Sabe, de antemão, que não tem adversários à altura, desde os que concorrem por obrigação de militância, por desforra ou para dar nas vistas, até Sampaio da Nóvoa, que veio a terreiro, de peito inchado, com a ilusão de apoios partidários que não tem, e um discurso entremeado de esquerdismo Syriza e lirismo avulso.
A única esperança de Nóvoa (outro erro de casting de António Costa) é que haja uma segunda volta nas presidenciais, e aí fazer o pleno do ‘povo de esquerda’ contra Marcelo. Talvez se engane.
As presidenciais, como era de esperar, aterraram no meio da algazarra provocada pelos resultados eleitorais de 4 de Outubro. Num ápice, passou a chamar-se «charneira» à metamorfose de António Costa.
Inventada a personagem de ‘candidato a primeiro-ministro’ encarnou-a sem rebuço e passou a comportar-se na vida real como o fizera na representação encenada para o palco do PS.
Avistou-se com partidos do arco da governação e da esquerda anti-sistema, com se fossem farinha do mesmo saco. Marcou encontros com jornalistas estrangeiros e embaixadores da UE, como se tivesse mandato régio para formar Governo.
Consoante os interlocutores, assim mudou de falas e de inflexões de voz. Eufórico, quando contracenava com Catarina ou Jerónimo. Inconclusivo, se tinha pela frente Passos Coelho e Paulo Portas.
Sem exceção, todos fingiram que a personagem existia e que não tinha desaparecido numa noite de domingo chuvoso.
Com este guião, esperam ainda alguns lunáticos transformar a derrota factual numa vitória surreal. «Usurpador», chama-lhe, descaridosamente, Maria João Avilez no Observador.
E o pior é que já apareceram invertebrados a aplaudi-lo no papel, sem perceberem o naufrágio do PS, que fez história contra a histeria revolucionária do PCP e aliados, na mítica jornada da Fonte Luminosa.

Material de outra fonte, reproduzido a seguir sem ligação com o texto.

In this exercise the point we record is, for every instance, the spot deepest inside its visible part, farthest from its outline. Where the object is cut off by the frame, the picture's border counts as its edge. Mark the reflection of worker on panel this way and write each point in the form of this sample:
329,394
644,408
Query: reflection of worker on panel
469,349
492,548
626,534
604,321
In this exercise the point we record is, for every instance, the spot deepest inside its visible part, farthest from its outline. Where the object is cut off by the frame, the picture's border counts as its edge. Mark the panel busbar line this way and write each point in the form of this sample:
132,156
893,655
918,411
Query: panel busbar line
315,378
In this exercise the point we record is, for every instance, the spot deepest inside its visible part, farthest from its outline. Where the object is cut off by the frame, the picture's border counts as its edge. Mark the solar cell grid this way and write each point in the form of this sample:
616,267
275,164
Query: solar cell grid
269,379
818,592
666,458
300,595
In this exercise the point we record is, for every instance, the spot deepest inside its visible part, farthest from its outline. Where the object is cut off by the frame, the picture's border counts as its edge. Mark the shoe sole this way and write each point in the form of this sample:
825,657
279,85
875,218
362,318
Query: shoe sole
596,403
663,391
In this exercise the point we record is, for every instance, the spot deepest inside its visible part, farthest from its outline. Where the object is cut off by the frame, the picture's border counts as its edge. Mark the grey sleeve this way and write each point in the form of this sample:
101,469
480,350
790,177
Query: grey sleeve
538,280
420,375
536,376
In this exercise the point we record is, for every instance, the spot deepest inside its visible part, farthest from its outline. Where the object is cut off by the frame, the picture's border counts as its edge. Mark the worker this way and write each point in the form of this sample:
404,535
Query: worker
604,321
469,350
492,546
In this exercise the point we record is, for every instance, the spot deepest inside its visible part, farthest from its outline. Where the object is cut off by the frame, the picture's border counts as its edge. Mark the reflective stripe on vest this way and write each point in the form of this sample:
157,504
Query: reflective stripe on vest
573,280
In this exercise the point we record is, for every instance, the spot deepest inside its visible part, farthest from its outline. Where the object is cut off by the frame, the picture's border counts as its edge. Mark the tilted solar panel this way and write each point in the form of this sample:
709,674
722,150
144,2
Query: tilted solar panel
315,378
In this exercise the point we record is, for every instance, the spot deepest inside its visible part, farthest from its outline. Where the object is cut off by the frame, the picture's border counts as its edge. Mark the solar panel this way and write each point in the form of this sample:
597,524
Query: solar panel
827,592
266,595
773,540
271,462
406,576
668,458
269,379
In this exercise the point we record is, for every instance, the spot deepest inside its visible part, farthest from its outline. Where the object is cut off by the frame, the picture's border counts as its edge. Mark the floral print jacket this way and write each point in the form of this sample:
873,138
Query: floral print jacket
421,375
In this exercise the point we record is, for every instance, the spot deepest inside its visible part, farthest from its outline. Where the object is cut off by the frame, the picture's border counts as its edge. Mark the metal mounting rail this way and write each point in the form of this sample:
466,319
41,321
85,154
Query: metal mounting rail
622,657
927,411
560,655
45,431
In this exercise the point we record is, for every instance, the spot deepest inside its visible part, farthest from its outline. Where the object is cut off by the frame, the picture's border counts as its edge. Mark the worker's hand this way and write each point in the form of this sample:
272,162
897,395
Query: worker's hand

Nesta peça de opereta, o astuto Jerónimo, inquieto com o Bloco, tem afagado Costa com propostas de ‘casamento de conveniência’, enquanto Catarina, em estado de euforia virginal, pisca o olho a Costa, para ‘socializar’ o namoro.
Perante estes delíquios de alma, suspeita-se que, do outro lado do Atlântico, Kissinger sorria ao recordar o seu longínquo argumento da ‘vacina’ para a Europa, enquanto Carlucci pensará se valeu a pena perder tempo com Mário Soares, ajudando-o a impedir o PCP de tomar conta do poder em 75.
Costa não aprendeu a lição, confundindo o país com o seu umbigo.
A gestão desta barafunda teatral depende, em última instância, de Cavaco Silva. Conjetura-se sobre a forma como vai sair dela. Fazem-se apostas. No meio das muitas dúvidas que existem, apenas uma certeza: o país não merece novo PREC.